Der Freistaat verweigerte die Zustimmung zur Veräußerung des Erbbaurechts. Seine Zustimmung wurde durch Beschluß des Amtsgerichts München vom 14. Mai 1996 ersetzt.
Die Klägerin zahlte auf den Kaufpreis insgesamt 83.335,68 DM. In Höhe von 21.564,32 DM rechnete sie mit einer unstreitigen Gegenforderung auf.

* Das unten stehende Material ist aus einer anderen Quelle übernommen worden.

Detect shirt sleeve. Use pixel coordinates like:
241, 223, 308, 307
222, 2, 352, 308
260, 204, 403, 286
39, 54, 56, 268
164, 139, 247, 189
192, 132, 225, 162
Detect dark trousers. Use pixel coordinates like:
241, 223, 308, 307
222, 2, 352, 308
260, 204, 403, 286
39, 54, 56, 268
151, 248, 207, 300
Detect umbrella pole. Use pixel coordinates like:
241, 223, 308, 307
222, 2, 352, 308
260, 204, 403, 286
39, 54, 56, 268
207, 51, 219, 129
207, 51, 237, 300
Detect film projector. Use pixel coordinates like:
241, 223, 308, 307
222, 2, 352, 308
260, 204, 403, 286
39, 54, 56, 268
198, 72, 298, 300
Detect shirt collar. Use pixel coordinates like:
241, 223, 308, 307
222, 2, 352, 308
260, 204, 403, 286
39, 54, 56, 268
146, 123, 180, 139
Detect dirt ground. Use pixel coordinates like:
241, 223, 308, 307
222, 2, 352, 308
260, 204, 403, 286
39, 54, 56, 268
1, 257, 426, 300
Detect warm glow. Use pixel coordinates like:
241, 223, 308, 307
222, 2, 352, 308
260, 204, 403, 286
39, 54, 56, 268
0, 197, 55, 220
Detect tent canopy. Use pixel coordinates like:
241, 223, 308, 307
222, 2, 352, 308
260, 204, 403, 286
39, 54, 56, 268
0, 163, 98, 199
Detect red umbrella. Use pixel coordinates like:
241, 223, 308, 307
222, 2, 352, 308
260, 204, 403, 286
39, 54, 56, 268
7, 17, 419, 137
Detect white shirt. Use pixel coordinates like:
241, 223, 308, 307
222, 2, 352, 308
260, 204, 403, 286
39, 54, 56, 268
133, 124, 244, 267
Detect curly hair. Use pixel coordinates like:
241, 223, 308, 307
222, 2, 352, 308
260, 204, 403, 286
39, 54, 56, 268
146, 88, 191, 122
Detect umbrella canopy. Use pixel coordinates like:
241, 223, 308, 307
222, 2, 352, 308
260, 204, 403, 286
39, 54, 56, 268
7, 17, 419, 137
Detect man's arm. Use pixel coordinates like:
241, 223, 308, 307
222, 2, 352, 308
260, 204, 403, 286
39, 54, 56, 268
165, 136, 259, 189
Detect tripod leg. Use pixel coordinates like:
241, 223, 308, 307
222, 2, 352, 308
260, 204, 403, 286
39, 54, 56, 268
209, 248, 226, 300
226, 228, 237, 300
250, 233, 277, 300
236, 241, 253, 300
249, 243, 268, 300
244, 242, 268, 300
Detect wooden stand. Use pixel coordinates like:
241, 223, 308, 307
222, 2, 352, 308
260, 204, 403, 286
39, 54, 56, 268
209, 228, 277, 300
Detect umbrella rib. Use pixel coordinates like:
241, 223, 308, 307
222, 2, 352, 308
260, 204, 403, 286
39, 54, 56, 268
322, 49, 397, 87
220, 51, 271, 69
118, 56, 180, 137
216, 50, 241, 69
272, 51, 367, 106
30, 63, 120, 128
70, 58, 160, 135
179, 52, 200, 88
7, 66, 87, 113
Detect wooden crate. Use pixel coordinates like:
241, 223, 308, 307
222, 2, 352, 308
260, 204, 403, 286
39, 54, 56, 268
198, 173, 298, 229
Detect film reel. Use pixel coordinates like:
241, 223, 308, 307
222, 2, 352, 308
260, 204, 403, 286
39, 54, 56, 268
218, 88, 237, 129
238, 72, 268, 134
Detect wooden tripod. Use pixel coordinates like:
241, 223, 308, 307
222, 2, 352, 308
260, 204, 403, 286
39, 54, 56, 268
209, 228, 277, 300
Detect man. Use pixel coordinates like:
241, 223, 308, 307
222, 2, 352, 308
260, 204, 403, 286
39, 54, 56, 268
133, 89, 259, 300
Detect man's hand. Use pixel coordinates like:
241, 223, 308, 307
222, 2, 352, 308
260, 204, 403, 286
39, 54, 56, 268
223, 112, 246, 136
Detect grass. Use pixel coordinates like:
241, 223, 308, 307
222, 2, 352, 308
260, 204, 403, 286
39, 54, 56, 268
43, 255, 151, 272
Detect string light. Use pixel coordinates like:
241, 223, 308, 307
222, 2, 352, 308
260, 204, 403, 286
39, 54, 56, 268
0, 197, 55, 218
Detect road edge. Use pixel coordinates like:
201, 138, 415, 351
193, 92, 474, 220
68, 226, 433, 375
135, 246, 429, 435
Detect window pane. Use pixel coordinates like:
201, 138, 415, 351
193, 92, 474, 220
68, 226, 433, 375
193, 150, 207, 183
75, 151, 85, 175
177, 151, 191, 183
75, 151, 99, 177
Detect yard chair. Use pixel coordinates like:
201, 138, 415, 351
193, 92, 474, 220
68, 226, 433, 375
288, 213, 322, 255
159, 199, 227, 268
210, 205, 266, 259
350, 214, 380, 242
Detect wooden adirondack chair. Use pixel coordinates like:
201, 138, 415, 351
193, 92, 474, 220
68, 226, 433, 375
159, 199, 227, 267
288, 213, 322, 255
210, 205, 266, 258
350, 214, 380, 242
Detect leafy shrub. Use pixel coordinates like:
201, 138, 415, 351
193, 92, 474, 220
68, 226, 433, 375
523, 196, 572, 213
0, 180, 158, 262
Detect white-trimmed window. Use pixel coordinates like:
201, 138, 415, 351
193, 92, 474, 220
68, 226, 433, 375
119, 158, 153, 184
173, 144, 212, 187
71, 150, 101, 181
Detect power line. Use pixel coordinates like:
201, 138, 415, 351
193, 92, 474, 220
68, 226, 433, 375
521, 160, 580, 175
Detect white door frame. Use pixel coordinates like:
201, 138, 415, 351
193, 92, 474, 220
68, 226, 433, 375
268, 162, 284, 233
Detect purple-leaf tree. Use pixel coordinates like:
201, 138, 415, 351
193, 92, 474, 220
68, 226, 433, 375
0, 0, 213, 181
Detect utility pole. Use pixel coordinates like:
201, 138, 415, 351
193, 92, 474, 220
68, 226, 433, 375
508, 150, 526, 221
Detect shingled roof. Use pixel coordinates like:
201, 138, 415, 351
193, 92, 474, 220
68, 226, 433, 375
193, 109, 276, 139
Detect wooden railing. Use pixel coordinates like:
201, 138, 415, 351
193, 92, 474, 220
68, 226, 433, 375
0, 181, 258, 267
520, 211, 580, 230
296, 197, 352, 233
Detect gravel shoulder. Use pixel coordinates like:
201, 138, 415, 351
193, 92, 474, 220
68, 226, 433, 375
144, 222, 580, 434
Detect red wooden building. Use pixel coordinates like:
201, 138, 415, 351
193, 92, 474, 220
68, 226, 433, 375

Gegen die von den Beklagten angedrohte Zwangsvollstreckung aus der notariellen Urkunde hat die Klägerin Zwangsvollstreckungsgegenklage erhoben. Sie ist aufgrund eines eingeholten Privatgutachtens der Auffassung, daß der Kaufvertrag sittenwidrig sei, weil der Verkehrswert des Erbbaurechts höchstens 105.000 DM betragen habe.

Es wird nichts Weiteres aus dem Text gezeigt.